XML:Wrench :: How-To convert HTML files to XML


Converting HTML to XML

You can use XML:Wrench to convert an existing HTML File to XML. The convertor will attempt to make legal XML from the HTML without as far as possible changing the content. Whether the conversion is 100% successful depends on the orginal HTML file. After conversion, you can check the file using the XML check well-formed or validate options

To begin a conversion select 'Convert HTML to XML' from the Tools menu. This will display a dialog box similar to the one below.

screenshot

The HTML standard does not care about the case of text inside elements. The XML standard does - usually elements and attributes are required to be lower case.

Some attributes in HTML do not have any value, for example the 'selected' or 'noborder' attributes. This is not legal XML. Check the fix attributes and these will be converted automatically.

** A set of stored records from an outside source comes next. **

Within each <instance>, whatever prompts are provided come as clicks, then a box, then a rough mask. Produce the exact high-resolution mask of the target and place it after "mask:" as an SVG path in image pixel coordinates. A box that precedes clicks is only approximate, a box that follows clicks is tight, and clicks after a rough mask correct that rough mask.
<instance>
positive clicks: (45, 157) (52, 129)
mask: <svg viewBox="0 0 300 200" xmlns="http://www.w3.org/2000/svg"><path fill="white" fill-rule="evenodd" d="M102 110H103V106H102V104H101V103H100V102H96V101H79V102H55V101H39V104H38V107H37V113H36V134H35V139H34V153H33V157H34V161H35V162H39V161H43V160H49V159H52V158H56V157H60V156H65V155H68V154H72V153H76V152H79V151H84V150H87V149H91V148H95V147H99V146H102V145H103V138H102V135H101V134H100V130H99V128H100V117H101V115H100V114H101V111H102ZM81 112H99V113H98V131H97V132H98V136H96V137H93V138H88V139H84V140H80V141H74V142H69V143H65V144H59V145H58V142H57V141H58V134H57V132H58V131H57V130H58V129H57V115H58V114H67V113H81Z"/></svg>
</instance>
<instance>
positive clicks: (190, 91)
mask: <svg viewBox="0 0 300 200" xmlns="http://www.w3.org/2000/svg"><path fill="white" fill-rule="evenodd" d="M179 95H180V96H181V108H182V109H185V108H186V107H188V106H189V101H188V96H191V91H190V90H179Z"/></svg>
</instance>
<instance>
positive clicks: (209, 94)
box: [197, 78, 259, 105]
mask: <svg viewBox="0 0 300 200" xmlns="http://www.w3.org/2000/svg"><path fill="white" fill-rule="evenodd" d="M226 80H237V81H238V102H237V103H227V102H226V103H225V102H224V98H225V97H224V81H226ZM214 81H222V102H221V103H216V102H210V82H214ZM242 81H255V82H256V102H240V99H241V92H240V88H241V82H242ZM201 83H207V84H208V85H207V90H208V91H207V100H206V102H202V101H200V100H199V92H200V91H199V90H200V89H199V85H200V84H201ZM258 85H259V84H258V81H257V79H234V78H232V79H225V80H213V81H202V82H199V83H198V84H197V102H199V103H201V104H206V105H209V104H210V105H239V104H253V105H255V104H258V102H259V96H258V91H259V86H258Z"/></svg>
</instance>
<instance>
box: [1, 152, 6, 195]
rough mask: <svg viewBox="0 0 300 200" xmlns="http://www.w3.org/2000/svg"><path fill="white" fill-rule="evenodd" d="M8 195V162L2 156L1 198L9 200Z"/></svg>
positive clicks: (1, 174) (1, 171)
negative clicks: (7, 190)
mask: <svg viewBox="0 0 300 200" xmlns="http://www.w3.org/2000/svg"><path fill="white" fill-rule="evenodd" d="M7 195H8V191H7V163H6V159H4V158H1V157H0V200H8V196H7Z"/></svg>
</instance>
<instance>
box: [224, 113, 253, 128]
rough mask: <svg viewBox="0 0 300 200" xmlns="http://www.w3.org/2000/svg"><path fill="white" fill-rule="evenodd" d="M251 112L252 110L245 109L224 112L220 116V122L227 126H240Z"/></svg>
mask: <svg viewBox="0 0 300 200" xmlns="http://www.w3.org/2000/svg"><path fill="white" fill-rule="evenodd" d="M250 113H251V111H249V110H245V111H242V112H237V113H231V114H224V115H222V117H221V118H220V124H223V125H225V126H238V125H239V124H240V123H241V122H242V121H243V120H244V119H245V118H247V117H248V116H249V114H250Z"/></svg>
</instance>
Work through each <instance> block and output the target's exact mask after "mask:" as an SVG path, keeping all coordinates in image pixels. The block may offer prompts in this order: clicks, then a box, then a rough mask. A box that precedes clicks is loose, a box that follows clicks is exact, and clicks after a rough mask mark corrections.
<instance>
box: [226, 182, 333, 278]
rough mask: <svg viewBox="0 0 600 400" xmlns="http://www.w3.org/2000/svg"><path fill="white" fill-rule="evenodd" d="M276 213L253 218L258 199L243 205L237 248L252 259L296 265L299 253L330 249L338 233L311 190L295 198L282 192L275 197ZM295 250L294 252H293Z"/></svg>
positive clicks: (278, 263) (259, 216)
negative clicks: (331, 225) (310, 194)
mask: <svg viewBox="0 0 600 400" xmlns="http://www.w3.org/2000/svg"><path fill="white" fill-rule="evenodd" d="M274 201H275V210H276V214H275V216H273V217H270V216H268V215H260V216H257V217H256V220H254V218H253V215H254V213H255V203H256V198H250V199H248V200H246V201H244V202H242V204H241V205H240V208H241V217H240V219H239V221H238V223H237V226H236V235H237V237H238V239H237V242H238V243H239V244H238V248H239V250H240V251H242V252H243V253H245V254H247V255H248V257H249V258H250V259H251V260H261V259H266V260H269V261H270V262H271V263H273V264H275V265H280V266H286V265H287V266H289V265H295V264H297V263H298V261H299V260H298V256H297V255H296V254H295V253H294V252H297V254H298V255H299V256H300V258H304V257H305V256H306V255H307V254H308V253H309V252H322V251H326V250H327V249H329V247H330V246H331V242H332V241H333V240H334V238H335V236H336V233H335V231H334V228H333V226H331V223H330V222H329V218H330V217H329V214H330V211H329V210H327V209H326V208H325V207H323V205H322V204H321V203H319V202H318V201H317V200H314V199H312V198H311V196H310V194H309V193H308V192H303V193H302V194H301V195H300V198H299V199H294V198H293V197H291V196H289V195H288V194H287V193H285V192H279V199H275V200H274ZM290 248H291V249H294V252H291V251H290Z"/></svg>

In HTML tags don't have to be paired up exactly. For example:

<i> This is italic <b>and</i> bold</b>.

is legal in HTML but forbidden in the XML standard. In addition, many HTML pages often contain mis-matched or incomplete tags. HTML browsers have tended to be very forgiving of illegal HTML and done their best to cover up errors. If you tick the Fix mis-matched tags box, XML:Wrench will attempt to resolve any mis-matched tags.

HTML contains a number of singleton elements that do not have content or may be used without content. These include such elements as P, IMG, BR and HR. If you select an element in the Convert singleton tags box, it will be converted to the form <x />.